C’est à la rencontre de ces desperados qu’est allé Jean-Christian Bourcart, pendant deux ans. Le photographe français installé depuis 1997 à New York, collectionne déjà les les reportages en zone interlope. Portraitiste pour les grands titres de presse (Le Monde, The New York Times, entre autres), il se spécialise dans les sujets intimistes, qui l’amène à photographie ou filmer de manière clandestine les bordels de Francfort (Madonnes Infertiles), les clubs échangistes de New York (Forbidden City, 1999) ou les New Yorkais coincés dans les embouteillages (Traffic, 2005).

Alternant pratiques documentaires et approches plasticiennes, le photographe revendique le subjectivisme de ses points de vue.
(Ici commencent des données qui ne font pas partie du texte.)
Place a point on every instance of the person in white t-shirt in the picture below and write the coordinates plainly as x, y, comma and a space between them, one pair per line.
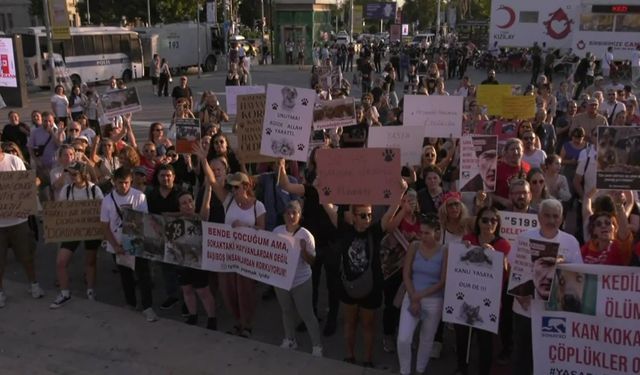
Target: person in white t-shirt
298, 300
111, 216
16, 234
550, 218
79, 189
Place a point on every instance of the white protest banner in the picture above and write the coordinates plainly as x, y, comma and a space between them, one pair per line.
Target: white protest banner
183, 242
478, 162
260, 255
407, 138
232, 92
118, 102
514, 223
329, 114
473, 287
589, 326
287, 122
18, 194
441, 116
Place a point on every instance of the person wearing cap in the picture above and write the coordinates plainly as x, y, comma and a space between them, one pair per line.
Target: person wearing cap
80, 188
298, 300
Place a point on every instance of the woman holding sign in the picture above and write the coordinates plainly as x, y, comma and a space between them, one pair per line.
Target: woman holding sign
486, 233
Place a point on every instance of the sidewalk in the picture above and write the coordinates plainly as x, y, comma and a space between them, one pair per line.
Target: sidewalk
94, 338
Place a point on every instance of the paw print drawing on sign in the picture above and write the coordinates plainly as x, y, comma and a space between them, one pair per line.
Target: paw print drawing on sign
388, 155
449, 310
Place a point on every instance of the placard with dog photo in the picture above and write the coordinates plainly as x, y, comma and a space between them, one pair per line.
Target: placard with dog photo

Cet aventureux n’hésite pas à se mettre en péril pour aborder des sujets difficiles. « Mon travail est souvent transgressif », explique-t-il. « Je suis assez attiré par l’interdit, par la difficulté des conditions de photographie et la représentation ambigüe de la réalité ». Une prise de risques qui l’a amené jusqu’à Sarajevo, pendant la guerre de Yougoslavie, et qu’ils raconte par bribes dans « Si la mort te gagnait », son autobiographie fictionelle.

Le choix de la sobriété

A Camden, muni de son appareil le plus commun, un Canon 5D, Jean-Christian Bourcart entreprend de raconter, sans misérabilisme, la vie de ces parias stigmatisés par les médias. Une façon également de déjouer le diktat des chiffres qui transforme ces êtres humains en statistiques funèbres – on recense à Camden plus de 2 000 meurtres par an –, venant noircir les pages faits-divers des journaux et des rapports de police.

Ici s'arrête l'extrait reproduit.